Food safety: new lab
In Faisalabad, Mr Amano inaugurated the food safety laboratory of the Nuclear Institute for Agriculture and Biology, which uses nuclear and other modern techniques in agriculture and biology to address challenges for crop production and conservation. He was also briefed on the Institute’s work to develop new strains of cotton, wheat, rice and other crops.
The IAEA helped to establish Pakistan’s first Veterinary Residue Laboratory, which now carries out food safety tests to international standards. “The new laboratory can test meat and other food products and certify that they do not contain veterinary drug residues that exceed safety limits,” Mr Amano said.
Last year, the Veterinary Residue Laboratory earned International Organization for Standardization (ISO) accreditation. This is likely to boost the country’s meat exports, which could be significant for the economy as the livestock sector accounts for 12 percent of GDP in Pakistan.
Peaceful nuclear applications
On the last day of his visit, in Karachi, Mr Amano gave the keynote address to a Seminar on the Peaceful Uses on Nuclear Energy and Pakistan — Nuclear Technology for Sustainable Development. He highlighted the importance of transferring nuclear technology to the developing world as one of the most important areas of the IAEA’s work.

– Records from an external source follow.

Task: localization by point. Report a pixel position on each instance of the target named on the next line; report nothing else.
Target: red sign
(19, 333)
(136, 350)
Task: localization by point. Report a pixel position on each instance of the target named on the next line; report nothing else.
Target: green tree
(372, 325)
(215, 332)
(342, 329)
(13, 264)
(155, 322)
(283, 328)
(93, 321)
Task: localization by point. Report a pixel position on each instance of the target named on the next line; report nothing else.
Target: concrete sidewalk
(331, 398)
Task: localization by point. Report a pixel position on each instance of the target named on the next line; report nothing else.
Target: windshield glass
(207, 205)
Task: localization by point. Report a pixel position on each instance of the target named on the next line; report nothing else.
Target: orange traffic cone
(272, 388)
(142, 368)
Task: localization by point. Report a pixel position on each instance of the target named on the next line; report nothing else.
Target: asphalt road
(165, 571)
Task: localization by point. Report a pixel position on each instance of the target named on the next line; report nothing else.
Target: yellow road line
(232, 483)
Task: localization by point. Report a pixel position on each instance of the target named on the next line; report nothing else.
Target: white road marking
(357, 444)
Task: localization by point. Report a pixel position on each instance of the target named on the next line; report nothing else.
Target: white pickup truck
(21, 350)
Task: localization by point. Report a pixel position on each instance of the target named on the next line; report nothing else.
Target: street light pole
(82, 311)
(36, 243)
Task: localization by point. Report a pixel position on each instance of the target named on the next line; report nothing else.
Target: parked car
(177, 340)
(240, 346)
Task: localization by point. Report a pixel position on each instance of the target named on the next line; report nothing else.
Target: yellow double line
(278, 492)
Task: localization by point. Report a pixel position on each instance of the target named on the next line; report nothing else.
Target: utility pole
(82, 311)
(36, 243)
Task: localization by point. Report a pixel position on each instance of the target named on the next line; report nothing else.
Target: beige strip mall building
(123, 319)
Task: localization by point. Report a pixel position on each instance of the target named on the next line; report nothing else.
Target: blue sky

“The IAEA contributes directly to the achievement of nine of the 17 Sustainable Development Goals,” he said. “We focus on transferring knowledge and expertise. High-quality technical training helps countries to build their own expertise so they can train future generations of nuclear specialists.”
“In some areas, such as nuclear energy, safety and security, we are the leading international organization. In others, such as human health and food and agriculture, we play a supporting role – but a very effective one. Our goal, always, is to achieve concrete results,” he added.